Projections are that mortgage lending will be slowing more than
commercial lending; the latter possibly even experiencing some
growth. Currently, approximately 80% of loans are issued in euros,
rather than in local currency, and the share of Euro denominated
loans is expected to grow. The large volume of Euro-denominated
debt had been the subject of public and press concern in the wake of
rumors last year that Latvia may devalue its currency, the Lat.
However, the Bank of Latvia says it continues to hold enough foreign
currency reserves to cover every Lat in circulation, and government
and banking officials almost unanimously discount the likelihood
that Latvia would alter the Lat' peg to the Euro.

--------------------------------------------- ------
Wages Go Up, Productivity...Not So Much
--------------------------------------------- ------

7. Wage growth is forecast to slow whereas unemployment is expected
to increase. The most often cited wage growth figures projected for
2008 are between 16 to 17%. This rapid wage growth, without
corresponding improvements in productivity, is one of the principal
reasons for the decline in Latvia's business competitiveness. Wage
growth, nevertheless, is forecast to remain relatively high due to
continued labor shortages and the fact that wage levels remain low
relative to other EU countries and workers are leaving Latvia to
take higher paying jobs elsewhere in the Union. It is thought that
unemployment will grow in response to economic slowdowns in sectors
such as construction and real estate. Rural regions are
experiencing the highest levels of unemployment and most business
activity is concentrated around urban areas. The GOL will continue
to work on a territorial reform plan this year, which aims in part
to address the economic disparities between urban and rural

Optimism on Foreign Investment

8. In discussions with post, the Latvian Investment and Development
Agency (LIAA) asserted that the high levels of inflation have not
had a negative effect on foreign investment growth - pointing to
data that shows that despite high inflation in 2006 and 2007,
foreign investment in Latvia continued to grow. LIAA adds, however,
that investment growth could slow this year in response to several
other factors - among them, downgraded credit ratings and increased
production costs. Lower labor costs relative to Scandinavian
countries still provide a continued advantage for investing in
Latvia. It is projected, though, that the number of investment
projects which rely on cheap labor will decrease, and that more
attention and resources will be directed toward the promotion of
technology intensive, rather than labor intensive, projects.

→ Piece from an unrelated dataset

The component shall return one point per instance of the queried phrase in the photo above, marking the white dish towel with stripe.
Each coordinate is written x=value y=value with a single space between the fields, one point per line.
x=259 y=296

9. Comment: Inflation is likely to peak this calendar year, though
later in the year than originally thought. Predicting the peak has
been difficult due to continued external factors, such as energy and
food costs, but also in the difficulty of identifying the
inflationary pressures that are already in the pipeline from 2007.
As many in the ruling coalition have a preference for continued high
GDP growth and wage convergence with the EU, the political
temptation to use the planned government budget surplus to make up
for lower revenues may be too strong for the government to resist.
If the surplus drops below 1%, Latvia may not only suffer increased
inflation from the extra stimulus, but it may also lose the
confidence of the major credit rating agencies that Latvia is
serious about fighting inflation, and further downgrading of
Latvia's credit rating may follow. While not fatal to Latvia's
economy, rating agency concerns could make foreign investors bypass
opportunities in Latvia, and decrease its long-term growth
prospects. Hopes of entering the Euro zone also depend on reigning
in inflation and delays in Euro usage also could reduce foreign
investment into Latvia.

10. Comment, contd. The other key question is whether the economic
downturn is gentle enough not to spill over into politics. As noted
in reftel, a sharp drop in the economy could have negative
consequences for the stability of the current coalition government.